Missouri State University-West Plains

"African American Heritage in the Ozarks" will be displayed at the Garnett Library on the MSU-West Plains campus through the end of March.

The Ozarks Heritage Research Center (OHRC) at Missouri State University-West Plains will continue its exhibit about the African American experience in the Ozarks through March 31, 2024.

The traveling exhibit, “African American Heritage in the Ozarks,” is a culmination of the gathering of voices, memories and history of African Americans in the Ozarks region. The touring display stems from a more extensive exhibit that was curated by the State Historical Society of Missouri (SHSMO), which, in 2021, received an American Rescue Plan Act (ARPA) grant through the National Endowment for the Humanities and Missouri Humanities. Sean Rost, assistant director of research at SHSMO, said the interactive exhibit includes numerous artifacts with roots in the Ozarks.

"The traveling exhibit kind of incorporates not only this kind of history to kind of center African American history in the Ozarks and in a lot of these communities," said Rost, "but also kind of various documents that the viewer can look at and listen to and then, finally, the photographs of people who lived or still live in various corners of the Ozarks."

Documenting and preserving African American heritage for this exhibit was a collaborative effort between community leaders, archivists and key individuals such as Christine Peoples, Timmons Hall Education coordinator for the Springfield-Greene County Park Board.
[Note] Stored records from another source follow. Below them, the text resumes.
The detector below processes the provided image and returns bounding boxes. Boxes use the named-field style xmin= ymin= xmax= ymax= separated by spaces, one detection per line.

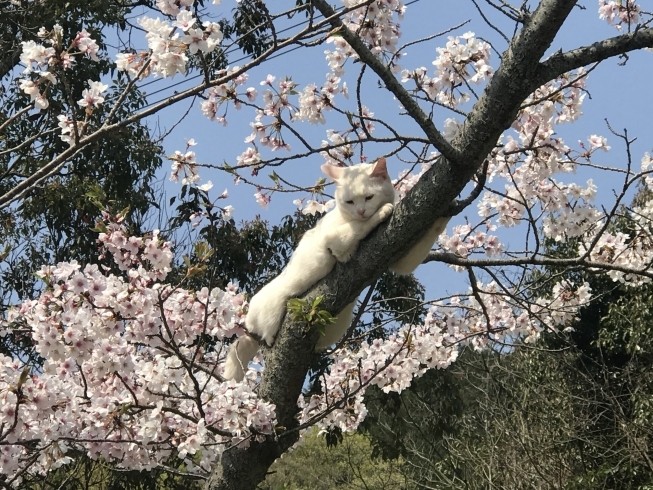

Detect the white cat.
xmin=224 ymin=158 xmax=394 ymax=381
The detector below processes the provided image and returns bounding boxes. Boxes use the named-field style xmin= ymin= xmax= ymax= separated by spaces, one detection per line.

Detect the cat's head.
xmin=322 ymin=158 xmax=395 ymax=220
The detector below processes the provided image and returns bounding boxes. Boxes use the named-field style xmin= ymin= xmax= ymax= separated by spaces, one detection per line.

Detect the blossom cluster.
xmin=599 ymin=0 xmax=641 ymax=30
xmin=19 ymin=24 xmax=100 ymax=109
xmin=299 ymin=282 xmax=590 ymax=431
xmin=117 ymin=10 xmax=223 ymax=78
xmin=332 ymin=0 xmax=406 ymax=75
xmin=401 ymin=32 xmax=493 ymax=107
xmin=0 ymin=218 xmax=274 ymax=486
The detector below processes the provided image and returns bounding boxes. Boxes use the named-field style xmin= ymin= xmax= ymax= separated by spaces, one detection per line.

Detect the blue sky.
xmin=132 ymin=0 xmax=653 ymax=298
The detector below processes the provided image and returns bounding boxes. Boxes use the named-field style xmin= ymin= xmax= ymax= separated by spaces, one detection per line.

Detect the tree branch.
xmin=206 ymin=0 xmax=653 ymax=490
xmin=536 ymin=27 xmax=653 ymax=85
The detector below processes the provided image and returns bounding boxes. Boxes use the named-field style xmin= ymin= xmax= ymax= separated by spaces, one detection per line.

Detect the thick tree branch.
xmin=206 ymin=0 xmax=653 ymax=490
xmin=422 ymin=252 xmax=653 ymax=278
xmin=536 ymin=27 xmax=653 ymax=85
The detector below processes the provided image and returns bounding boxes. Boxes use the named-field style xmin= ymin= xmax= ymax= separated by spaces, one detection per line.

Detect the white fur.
xmin=224 ymin=158 xmax=394 ymax=381
xmin=390 ymin=216 xmax=451 ymax=276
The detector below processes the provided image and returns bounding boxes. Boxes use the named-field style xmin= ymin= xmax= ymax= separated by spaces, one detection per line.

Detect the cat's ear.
xmin=370 ymin=157 xmax=390 ymax=179
xmin=320 ymin=163 xmax=344 ymax=182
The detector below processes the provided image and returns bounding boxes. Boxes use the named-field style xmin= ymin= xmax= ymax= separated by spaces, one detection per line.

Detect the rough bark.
xmin=205 ymin=0 xmax=653 ymax=490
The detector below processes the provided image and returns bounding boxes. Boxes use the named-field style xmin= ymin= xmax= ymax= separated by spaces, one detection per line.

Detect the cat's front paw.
xmin=377 ymin=202 xmax=395 ymax=221
xmin=330 ymin=247 xmax=355 ymax=262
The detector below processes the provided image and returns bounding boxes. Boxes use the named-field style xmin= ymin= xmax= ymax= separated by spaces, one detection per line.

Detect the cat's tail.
xmin=390 ymin=216 xmax=451 ymax=276
xmin=223 ymin=335 xmax=259 ymax=381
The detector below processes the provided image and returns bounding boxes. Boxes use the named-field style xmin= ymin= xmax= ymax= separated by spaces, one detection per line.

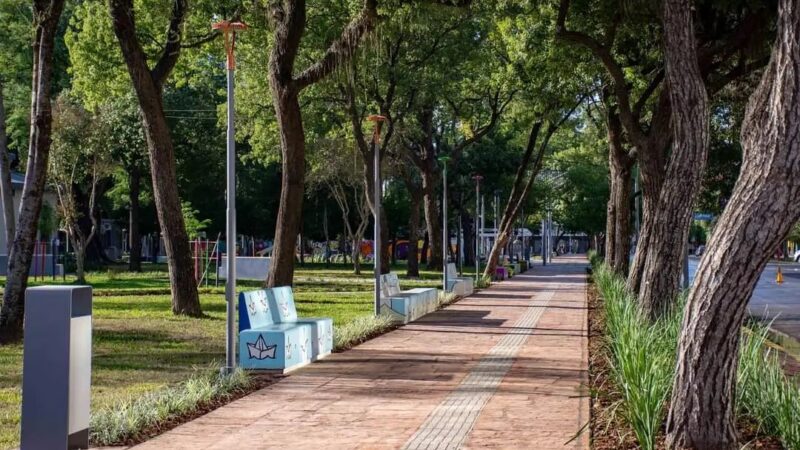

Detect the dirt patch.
xmin=587 ymin=278 xmax=784 ymax=450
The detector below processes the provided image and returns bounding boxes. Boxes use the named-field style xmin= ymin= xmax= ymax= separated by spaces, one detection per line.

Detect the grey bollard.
xmin=20 ymin=286 xmax=92 ymax=450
As one of the curators for the exhibit, she played an integral role in gathering testimonials and photographs.

Christine Peoples (Photo taken in February, 2024)
Rich Lawson
Christine Peoples (Photo taken in February, 2024)

Peoples said personal cell phones can be used to scan provided QR codes linking to recorded conversations with African Americans of the Ozarks. She describes the sense of community seen in the exhibit, including numerous maps and visuals of old structures like churches.

"The storytellers are the ones that took the lead," said Peoples, "Questions were asked, you know, 'tell us about, you know, your childhood so we can learn more' and specifics that were important to the region that they were coming from. So a lot of those big picture moments like the railroad those contributions like that framed where you're able to talk about the the different contributions and timelines and such."

According to Rebekah McKinney, director of Garnett Library Services, the exhibit includes numerous contributions from individuals and organizations that cover Howell County and surrounding communities. People such as Crockett and Tonya Oaks gave their time and family memories to the display, including aspects of the Lincoln School Project and archiving information about the Sadie Brown cemetery, a burial ground for Black residents since the late 1800s located just north of West Plains. The interactive exhibit tells the stories of African Americans across the Ozarks from a variety of sources: "Documents from St. James, Missouri that detail enslaved people that would have been working in and around the Meramec Iron Works in the 1830s and 1840s," said Rost. "We have Voda Curtis, who was a Springfield resident — her retelling of the 1906 lynching and it's aftermath in Springfield on Easter. That was an oral history she did back in the 1970s. So we have an excerpt from that of her retelling those memories."

Based on the research of Sean Rost, the documents and other artifacts in the exhibit span from the mid 19th to the late 20th Centuries that includes the discovery of some of the “earliest coverage” of Emancipation Day in newspaper articles.

The exhibit “African American Heritage in the Ozarks” runs thru March 31 at the Garnett Library, 304 W. Trish Knight St., on the Missouri State University-West Plains campus.